Most friends that I watch doing their deployment would be way more productive by simply using rsync for file changes and raw database queries when the DB needs a change.


Same for me, a custom configured environment has often become yet one more thing that can break and needs maintenance. I make sure I have basic emacs keybindings but that’s almost it. In my experience, the people that spend most time on customizing the tools have mostly been junior developers. Though if you asked me on productivity tools we’d have an interesting discussion. I guess it’s just a matter of focus.

Creating your own tools are easier than exploring existing tool's documentation...

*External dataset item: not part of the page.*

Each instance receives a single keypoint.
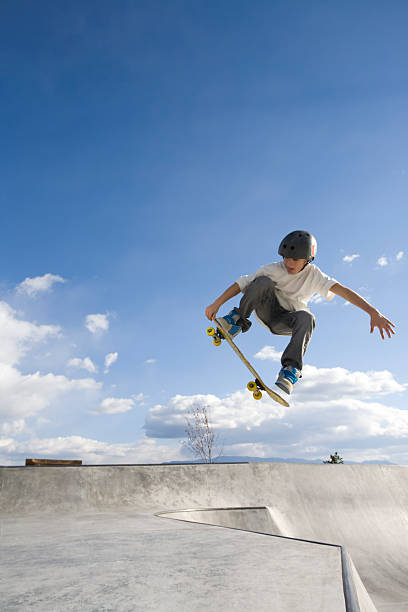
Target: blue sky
(151, 154)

Furthermore, there are very diminishing returns in obsessing about your tools themselves. Sometimes, tinkering with your emacs config (or whatever) is just procrastinating.

For whatever automation a new tool gives you, you get new maintenance on that tool, other languages will want a tool that gives those features, systems running older versions will want upgrades in order to support the tool, 20% time will be spent on getting it running immaculately on Emacs, security researchers will find bugs in the tool so everyone has to fix, patch and upgrade, web sites for showing off the tool need designing and hosting, support forums have to be staffed, blogs have to be written, some novel use of the tool requires integration with various other systems, enterprise asks for a powerbi version that can integrate with oracle (it ends up being 5x slower, but does lead to more jobs in maintenance and meetings), more research is produced etc. etc.

Well, the expectations in terms of delay and scope grow to match the ease you gain by having better tools.

Sure 30 years ago you could waste hours on a trivial problem because you didn't have Google and Stackoverflow, but your boss was happy when you spent a month on something you would have a week to do nowadays.